Tapi di era sekarang, data akan menggeser tanah dan mesin sebagai aset yang paling penting. Politik menjadi medan pertempuran untuk merebut kontrol atas data. Aktivitas manusia modern tak bisa lepas dari data. Bahkan saat bepergian sekalipun, kita mempercayakan google untuk memandu perjalanan kita.

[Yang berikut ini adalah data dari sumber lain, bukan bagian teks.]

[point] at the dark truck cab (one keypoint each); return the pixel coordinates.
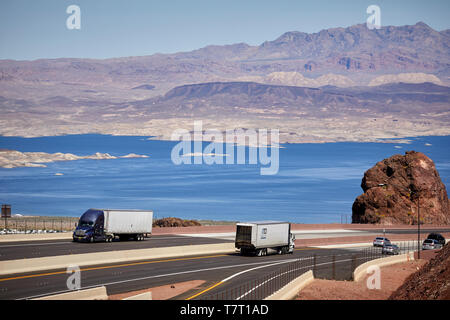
(90, 227)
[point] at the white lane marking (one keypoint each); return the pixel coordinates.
(155, 276)
(279, 275)
(65, 242)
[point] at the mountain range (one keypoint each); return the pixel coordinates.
(339, 84)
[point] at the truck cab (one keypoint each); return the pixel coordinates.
(90, 227)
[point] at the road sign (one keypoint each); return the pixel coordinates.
(6, 211)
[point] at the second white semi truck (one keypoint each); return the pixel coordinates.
(259, 236)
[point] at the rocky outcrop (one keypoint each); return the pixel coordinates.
(396, 187)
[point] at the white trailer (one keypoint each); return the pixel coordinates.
(259, 236)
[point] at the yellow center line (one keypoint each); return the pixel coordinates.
(110, 267)
(207, 289)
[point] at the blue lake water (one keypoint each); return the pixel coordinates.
(316, 183)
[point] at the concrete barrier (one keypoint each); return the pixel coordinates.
(141, 296)
(361, 271)
(100, 258)
(291, 290)
(98, 293)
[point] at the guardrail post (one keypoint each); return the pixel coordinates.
(334, 267)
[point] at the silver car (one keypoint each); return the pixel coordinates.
(390, 249)
(431, 244)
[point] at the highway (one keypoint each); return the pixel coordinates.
(47, 248)
(126, 277)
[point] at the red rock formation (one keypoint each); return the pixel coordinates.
(394, 188)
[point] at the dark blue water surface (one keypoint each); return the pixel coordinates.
(316, 183)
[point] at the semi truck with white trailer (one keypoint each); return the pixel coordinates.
(108, 224)
(260, 236)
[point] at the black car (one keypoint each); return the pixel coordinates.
(438, 237)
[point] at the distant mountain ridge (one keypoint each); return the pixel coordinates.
(338, 56)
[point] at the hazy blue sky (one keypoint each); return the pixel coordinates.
(37, 28)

Pertempuran atas data sudah terjadi. Di dunia bisnis, semua orang tak berdaya saat berhadapan dengan raksasa-raksasa data seperti Google dan Facebook. Dua perusahaan itu punya kontrol atas lalu lintas data di dunia. Dua perusahaan itu punya algoritma yang mengatur mana informasi dilihat orang dan mana yang bukan.

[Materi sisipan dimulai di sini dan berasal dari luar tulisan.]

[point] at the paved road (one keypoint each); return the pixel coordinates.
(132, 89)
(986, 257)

Di dunia politik, kita sudah menyaksikan kemenangan Trump yang diikuti skandal atas bocornya data Facebook ke Cambridge Analytica. Mereka yang memiliki data akan dengan mudah memilah dan mengirimkan pesan-pesan yang serupa peluru ke jantung massa yang tepat.
Namun sebagaimana kita ketahui, hanya segelintir orang yang memiliki akses atas data-data dari miliaran orang di dunia ini. Google ingin mencapai satu titik dimana kita dapat menanyakan apa saja, dan mendapatkan jawaban terbaik di dunia.
Semakin banyak data yang mengalir dari tubuh dan otak kita ke mesin pintar melalui sensor biometrik, maka semakin mudah bagi perusahaan dan lembaga pemerintah untuk mengenal, memanipulasi, hingga membuat keputusan atas nama kita.
Pertanyaannya, bagaimana cara mencegah elit kecil ini memonopoli kekuatan seperti Tuhan? Bisakah jaringan algoritma membentuk perancah untuk komunitas manusia global yang secara kolektif dapat memiliki semua data dan ikut mengawasi masa depan?
Atau, ketika ketimpangan global dan ketegangan sosial meningkat di seluruh dunia, mungkinkah Mark Zuckerberg dapat memanggil 2 miliar temannya untuk bergabung dan melakukan sesuatu secara bersama-sama?
Saya baru membaca sebagian. Untuk buku sebagus ini, tak perlu terburu-buru menunstaskannya. Malah, beberapa topik harus saya baca berulang-ulang agar benar-benar memahaminya.
Kesan saya, ini memang buku yang super keren.